Роджер помедлил с ответом.

— Пожалуй, ели бы он думал так, ему бы за несколько недель надоело его занятие.

— Зачем я вам рассказал эту историю, мистер Фрезир?

— Вы хотели сказать, что мои мать и отец похожи на этого португальца.

— Мы все на него похожи. И вы, мистер Фрезир. Надеюсь, что и я тоже. Жизнь полна тайн, недоступных нашему ограниченному разуму. Ваши родители сталкивались с этим, как и вы и я. Мы передаем другим (надеемся, что передаем) многое, чего сами не можем оценить во всем его значении.

Пауза.

— Это на самом деле было, отец мой?

— Разумеется. Мне довелось беседовать с одной из тех монахинь.

— Какой она вам показалась, отец мой?

— Какой она мне показалась?.. Видите ли… Нет большего счастья для человека, чем получить подтверждение своей веры — пусть в самом незначительном ее проявлении, — веры в приют святого Казимира, в чью-то дружбу, в прочность и целостность одной семьи. Сестра Бенедикта была счастлива.

Роджер подумал про себя: «Может быть, и мой отец счастлив».

Уже прощаясь, Роджер испросил у архиепископа разрешение пересказать рассказанную им историю своим читателям. Месяц спустя она появилась в газете под заголовком «Стучите в стену». В конце был рисунок: прерывистый ряд вертикальных штрихов, похожий на ломаную изгородь. Тысячи жителей Чикаго пытались прочитать зашифрованную в нем фразу. Получалось нечто «УТИТЕ НЕ ЕНУ». Статью перепечатали в самых отдаленных концах страны. И даже за океаном.

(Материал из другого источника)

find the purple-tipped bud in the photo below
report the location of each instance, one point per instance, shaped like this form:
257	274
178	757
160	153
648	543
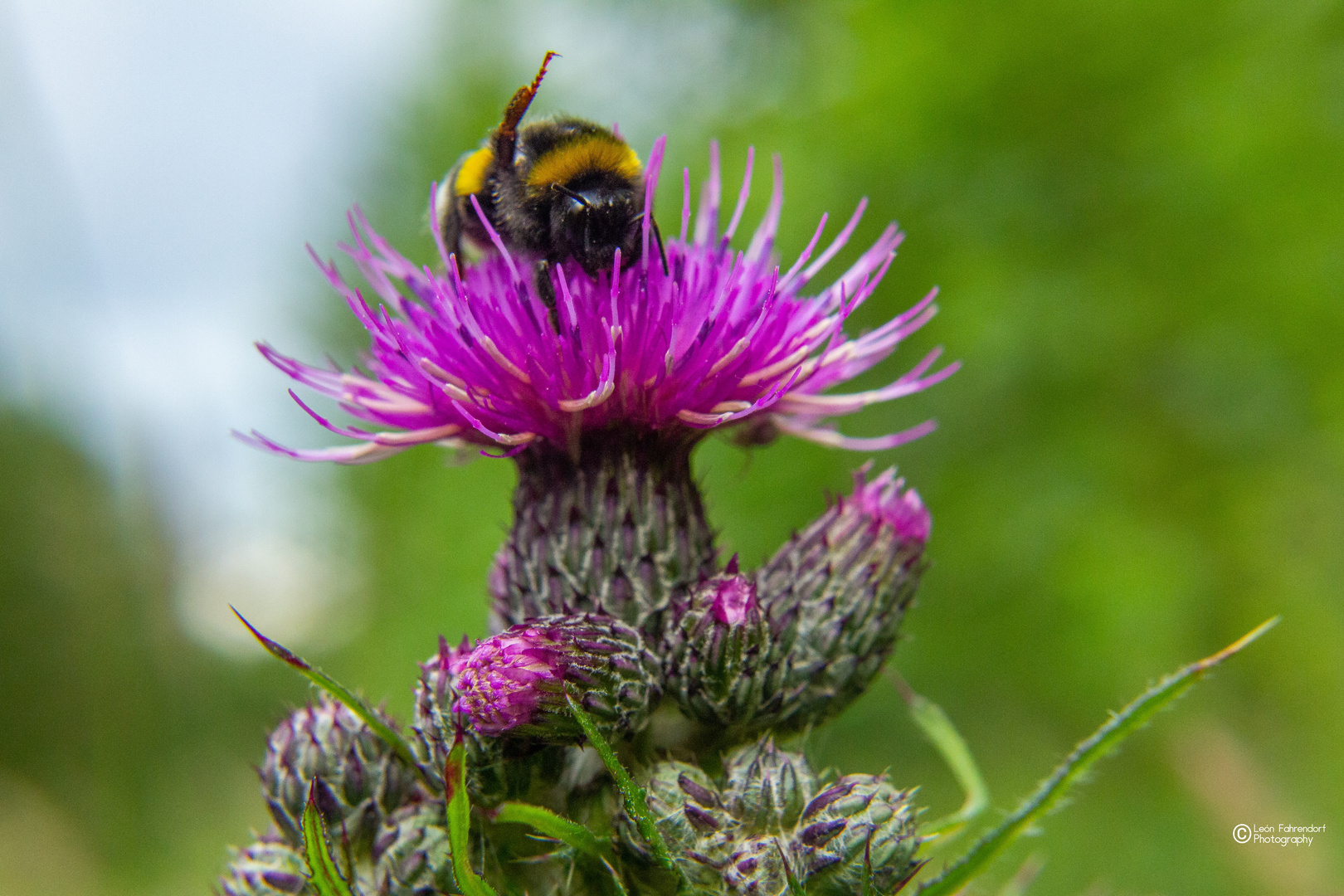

Ледяной пласт, намерзший на сердце Роджера, понемногу подтаивал, или скажем так: стальные чешуйки его брони начали распадаться. Знакомство с несколькими молодыми женщинами и девушками помогло ему разомкнуть круг одиночества, в котором он жил.

Детей из семьи Эшли привыкли считать «скороспелками». Из четверых трое уже к двадцати четырем годам успели составить себе имя. По сути дела, все они чуть запаздывали в своем физическом и духовном развитии, но, когда годы наконец брали свое, упущенное наверстывалось основательно и прочно.

Работа заставляла Роджера целыми днями носиться по городу («Точно жук-плавунец в пруду», — говорил о нем Т.Г.). На банкетах, спортивных матчах, всякого рода празднествах он встречал много молодых женщин, большей частью одних и тех же. Особенный интерес вызывали в нем те из них, что были иной национальности, цвета кожи, принадлежали к иным слоям общества. Были они постарше его, жили самостоятельно, иногда сами держали служащих. В начале века это еще не стало привычным явлением. Они были из первых в своем роде, и респектабельные дамы смотрели на них косо. Роджер любил вступать с ними в продолжительные разговоры. Говорили преимущественно они, но он был таким внимательным, таким заинтересованным слушателем, что у них создавалось впечатление, будто и они многое вынесли из беседы. Они были не похожи на других молодых женщин, он был не похож на других молодых людей. Лишь много спустя Роджер сумел осознать все, чему научили его Деметрия, Руби и остальные. Лишь сколько-то лет спустя он понял, что общение с ними избавило его от опасных порой самозапретов. Неисповедимы пути полового отбора. Все эти молодые женщины были энергичны, предприимчивы и, главное, самостоятельны. Но для него существовала только одна — белокурая, высокого роста. Он боролся со своим воображением, старался — но настоятельной необходимости — изгнать из него победительный образ женщины, которую он так страстно любил, и, не встретив ответа, убедил себя, что никогда не будет любим и сам никогда больше не полюбит. Ни одна из его новых приятельниц не походила на его мать.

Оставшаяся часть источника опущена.